In this study, we proposed an IDFO approach to systematically evaluate the prognostic power of diverse molecular data and compared their relative importance across five TCGA cancer types. Importantly, we achieved good stratification of the IDFO approach in most profiling models. Across the five TCGA cancer cohorts, lncRNA illustrated as the best prognostic predictor (‘test sets’) in four cancer types, followed by DNA methylation, then jointly by mRNA and microRNA, the results suggested that the lncRNAs and DNA methylation may potentially play considerable roles in prognosis process. Notably, some of the optimal lncRNA predictors have been well verified in literature suggesting the effectiveness of our analyses in identifying prognosis-relevant markers. Through integrated modeling of multi-type molecular data, we found 80% of the multi-type molecular data showed similar predictive performance to the single-type molecular data, except for lncRNA + DNA methylation in two cancer types of OV and UCEC, suggesting the information content of integrated multi-type molecular data might largely be redundant in terms of survival risk stratification. Moreover, our external validation of IDFO predictors associated with clinical variables in traditional survival analysis not only confirmed the reliability of most IDFO predictors on both dichotomized and censored survival prediction, but also showed a high robustness of lncRNA and DNA methylation signatures as prognosis factors independent of traditional clinical variables. Importantly, similar results had previously been observed in other biomarker identification approaches using Cox models [3, 45]. These results and methods may have specific reference to subsequent related studies.

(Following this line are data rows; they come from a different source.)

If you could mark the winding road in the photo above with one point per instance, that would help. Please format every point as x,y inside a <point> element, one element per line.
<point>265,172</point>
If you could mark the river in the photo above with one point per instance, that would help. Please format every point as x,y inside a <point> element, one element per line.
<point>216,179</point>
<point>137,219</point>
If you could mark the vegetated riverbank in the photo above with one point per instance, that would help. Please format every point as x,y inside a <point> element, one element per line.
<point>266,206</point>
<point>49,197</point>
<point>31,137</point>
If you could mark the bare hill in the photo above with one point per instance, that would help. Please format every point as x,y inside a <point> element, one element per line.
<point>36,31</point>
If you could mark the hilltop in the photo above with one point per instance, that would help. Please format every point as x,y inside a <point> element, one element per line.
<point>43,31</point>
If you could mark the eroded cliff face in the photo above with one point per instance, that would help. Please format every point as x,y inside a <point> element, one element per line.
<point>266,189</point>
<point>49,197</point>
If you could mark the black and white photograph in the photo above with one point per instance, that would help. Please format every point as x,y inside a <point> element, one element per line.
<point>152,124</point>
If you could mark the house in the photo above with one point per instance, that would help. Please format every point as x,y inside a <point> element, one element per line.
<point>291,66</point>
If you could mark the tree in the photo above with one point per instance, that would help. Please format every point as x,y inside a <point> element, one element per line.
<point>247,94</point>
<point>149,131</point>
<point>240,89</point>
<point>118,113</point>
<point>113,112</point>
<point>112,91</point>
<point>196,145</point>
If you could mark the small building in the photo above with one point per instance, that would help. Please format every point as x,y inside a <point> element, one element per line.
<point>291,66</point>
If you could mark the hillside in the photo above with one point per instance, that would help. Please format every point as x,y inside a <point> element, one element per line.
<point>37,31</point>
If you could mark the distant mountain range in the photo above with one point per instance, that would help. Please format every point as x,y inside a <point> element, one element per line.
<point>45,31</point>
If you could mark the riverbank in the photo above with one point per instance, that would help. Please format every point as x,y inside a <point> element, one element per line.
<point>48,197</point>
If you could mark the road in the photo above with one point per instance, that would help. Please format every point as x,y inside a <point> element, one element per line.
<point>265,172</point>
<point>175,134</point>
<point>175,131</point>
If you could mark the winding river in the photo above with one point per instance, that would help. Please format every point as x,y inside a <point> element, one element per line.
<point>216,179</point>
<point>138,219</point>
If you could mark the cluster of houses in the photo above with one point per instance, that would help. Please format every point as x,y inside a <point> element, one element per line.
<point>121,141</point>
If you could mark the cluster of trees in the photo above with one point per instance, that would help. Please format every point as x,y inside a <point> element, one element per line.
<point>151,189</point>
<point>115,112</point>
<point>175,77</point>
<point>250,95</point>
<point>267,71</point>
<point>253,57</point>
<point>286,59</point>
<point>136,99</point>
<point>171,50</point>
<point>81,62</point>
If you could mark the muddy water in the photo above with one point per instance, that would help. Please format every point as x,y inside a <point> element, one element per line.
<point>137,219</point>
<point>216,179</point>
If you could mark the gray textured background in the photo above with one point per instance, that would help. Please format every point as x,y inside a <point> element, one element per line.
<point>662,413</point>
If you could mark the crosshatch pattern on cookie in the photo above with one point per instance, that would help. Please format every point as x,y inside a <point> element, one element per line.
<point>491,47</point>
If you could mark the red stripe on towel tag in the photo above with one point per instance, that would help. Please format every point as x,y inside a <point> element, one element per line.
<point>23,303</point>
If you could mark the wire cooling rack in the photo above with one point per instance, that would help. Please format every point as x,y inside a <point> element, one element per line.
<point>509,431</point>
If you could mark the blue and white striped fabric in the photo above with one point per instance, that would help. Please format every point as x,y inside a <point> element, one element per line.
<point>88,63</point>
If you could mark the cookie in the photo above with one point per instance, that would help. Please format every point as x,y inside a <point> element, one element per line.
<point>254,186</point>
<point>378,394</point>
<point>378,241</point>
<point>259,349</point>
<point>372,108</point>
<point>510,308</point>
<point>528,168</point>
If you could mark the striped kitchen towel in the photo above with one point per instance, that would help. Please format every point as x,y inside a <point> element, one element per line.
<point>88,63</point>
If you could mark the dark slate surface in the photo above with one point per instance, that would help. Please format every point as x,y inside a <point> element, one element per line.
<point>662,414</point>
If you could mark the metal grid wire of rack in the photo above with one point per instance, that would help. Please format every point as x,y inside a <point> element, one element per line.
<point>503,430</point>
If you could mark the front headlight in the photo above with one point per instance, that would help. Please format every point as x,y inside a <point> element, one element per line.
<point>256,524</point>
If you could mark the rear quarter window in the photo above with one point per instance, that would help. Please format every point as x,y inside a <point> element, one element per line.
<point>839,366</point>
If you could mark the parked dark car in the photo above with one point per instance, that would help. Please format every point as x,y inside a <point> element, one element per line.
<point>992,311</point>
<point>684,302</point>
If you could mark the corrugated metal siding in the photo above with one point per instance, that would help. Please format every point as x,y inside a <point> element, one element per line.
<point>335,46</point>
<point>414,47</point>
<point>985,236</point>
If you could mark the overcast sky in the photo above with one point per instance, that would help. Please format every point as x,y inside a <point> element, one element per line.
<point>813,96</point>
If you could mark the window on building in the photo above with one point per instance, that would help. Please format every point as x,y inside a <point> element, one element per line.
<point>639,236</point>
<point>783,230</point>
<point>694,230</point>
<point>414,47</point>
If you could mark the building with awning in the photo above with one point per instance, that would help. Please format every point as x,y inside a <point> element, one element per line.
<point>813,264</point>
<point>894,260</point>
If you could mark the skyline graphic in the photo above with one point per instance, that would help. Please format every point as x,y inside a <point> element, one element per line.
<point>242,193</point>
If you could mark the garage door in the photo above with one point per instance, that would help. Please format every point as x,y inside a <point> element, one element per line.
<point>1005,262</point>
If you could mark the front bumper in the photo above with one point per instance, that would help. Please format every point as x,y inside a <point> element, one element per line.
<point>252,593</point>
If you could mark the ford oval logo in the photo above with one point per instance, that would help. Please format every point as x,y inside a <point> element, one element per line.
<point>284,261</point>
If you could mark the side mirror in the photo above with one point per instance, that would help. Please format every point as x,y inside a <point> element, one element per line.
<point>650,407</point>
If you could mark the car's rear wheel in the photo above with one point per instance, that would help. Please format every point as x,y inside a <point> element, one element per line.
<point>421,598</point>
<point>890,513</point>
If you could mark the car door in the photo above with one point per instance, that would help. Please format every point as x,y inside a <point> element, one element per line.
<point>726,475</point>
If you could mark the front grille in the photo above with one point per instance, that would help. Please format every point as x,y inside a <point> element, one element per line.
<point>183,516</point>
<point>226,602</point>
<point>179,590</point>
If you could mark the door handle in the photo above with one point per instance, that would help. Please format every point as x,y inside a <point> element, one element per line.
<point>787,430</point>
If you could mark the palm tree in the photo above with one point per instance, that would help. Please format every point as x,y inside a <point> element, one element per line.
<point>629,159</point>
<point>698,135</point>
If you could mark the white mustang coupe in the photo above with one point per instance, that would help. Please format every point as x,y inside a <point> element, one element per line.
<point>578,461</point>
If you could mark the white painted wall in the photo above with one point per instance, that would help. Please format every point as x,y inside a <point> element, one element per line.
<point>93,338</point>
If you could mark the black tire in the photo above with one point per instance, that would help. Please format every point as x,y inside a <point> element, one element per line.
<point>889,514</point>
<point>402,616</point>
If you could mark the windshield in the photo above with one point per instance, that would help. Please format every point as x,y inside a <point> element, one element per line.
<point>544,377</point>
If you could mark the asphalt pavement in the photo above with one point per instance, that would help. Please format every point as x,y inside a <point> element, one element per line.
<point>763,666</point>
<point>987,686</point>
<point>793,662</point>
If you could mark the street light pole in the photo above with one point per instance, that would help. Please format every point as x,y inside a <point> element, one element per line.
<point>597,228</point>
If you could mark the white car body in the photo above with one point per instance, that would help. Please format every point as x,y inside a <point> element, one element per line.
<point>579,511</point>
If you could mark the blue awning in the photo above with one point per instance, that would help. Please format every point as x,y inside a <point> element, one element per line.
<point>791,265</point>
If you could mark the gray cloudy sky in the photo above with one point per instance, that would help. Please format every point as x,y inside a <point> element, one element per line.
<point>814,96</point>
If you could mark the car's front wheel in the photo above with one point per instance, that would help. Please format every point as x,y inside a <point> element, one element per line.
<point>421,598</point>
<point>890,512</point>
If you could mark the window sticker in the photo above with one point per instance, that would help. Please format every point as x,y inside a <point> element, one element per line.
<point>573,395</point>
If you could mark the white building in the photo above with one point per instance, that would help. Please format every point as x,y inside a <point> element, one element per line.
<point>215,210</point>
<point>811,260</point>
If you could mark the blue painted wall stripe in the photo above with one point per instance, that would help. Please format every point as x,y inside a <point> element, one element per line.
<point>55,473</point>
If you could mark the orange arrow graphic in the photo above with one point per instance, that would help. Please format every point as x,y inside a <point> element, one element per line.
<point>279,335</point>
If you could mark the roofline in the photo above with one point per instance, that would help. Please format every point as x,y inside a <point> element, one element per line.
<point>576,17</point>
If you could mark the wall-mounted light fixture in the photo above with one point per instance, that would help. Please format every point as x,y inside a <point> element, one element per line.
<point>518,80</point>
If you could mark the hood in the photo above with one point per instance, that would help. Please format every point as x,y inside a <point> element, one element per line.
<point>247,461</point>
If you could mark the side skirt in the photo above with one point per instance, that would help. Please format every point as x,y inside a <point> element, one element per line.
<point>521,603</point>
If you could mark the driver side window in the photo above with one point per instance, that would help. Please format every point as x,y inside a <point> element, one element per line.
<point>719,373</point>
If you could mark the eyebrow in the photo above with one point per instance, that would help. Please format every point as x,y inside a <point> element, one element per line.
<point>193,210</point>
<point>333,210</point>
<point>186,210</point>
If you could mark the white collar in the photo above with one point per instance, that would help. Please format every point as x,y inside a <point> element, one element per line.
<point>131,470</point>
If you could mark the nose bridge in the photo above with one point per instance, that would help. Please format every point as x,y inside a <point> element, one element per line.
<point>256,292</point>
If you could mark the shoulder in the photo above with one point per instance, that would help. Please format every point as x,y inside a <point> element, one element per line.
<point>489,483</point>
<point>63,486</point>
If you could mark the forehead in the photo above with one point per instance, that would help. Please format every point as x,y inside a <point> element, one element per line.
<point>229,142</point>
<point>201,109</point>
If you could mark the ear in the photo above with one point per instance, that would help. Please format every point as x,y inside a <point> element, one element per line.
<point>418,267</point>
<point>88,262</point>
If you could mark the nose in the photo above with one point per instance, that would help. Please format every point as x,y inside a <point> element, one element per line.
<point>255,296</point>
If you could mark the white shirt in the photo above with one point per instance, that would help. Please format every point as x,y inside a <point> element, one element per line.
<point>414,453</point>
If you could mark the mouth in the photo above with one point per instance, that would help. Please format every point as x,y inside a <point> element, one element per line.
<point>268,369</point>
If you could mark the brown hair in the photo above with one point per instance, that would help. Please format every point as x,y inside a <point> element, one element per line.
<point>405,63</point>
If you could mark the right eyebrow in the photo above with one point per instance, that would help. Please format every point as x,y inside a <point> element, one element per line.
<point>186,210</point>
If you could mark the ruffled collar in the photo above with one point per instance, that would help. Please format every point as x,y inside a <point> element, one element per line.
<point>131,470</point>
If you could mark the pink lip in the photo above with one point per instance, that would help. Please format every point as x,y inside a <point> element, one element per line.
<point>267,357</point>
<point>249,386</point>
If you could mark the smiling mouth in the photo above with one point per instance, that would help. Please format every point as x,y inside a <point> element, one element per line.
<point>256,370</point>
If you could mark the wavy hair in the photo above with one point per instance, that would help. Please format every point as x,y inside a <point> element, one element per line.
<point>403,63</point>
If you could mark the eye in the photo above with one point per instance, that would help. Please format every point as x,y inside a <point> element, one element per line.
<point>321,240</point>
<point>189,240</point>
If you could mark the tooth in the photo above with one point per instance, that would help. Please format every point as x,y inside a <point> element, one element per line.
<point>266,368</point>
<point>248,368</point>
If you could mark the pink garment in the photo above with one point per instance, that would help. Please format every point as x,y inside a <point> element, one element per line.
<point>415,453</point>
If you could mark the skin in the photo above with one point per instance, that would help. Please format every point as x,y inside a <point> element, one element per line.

Currently, only few molecular based markers have been established in clinical practice, as strategies to identify optimal candidate signatures remain a challenge. Although our efforts provided a basis for evaluating patient survival prediction with a systematic model framework, some informative markers may be inevitably missed owing to the multi-co-linearity of high-throughput data and the intra-tumor heterogeneities. Therefore, one important future direction is to develop data-specific approaches to screen out feature panels with more complementary information among diverse high-throughput platforms. Besides, it should be noted that the accuracies of prediction model in microRNA testing cohorts are still limited. For example, only limited microRNAs were available for models owing to tissue-specificity and low dimensionality. On the other hand, recent studies have suggested a nonlinear relationship between microRNA expression and clinical outcomes [4648], which imply that further studies could assess some nonparametric algorithms on microRNA prognostic analysis.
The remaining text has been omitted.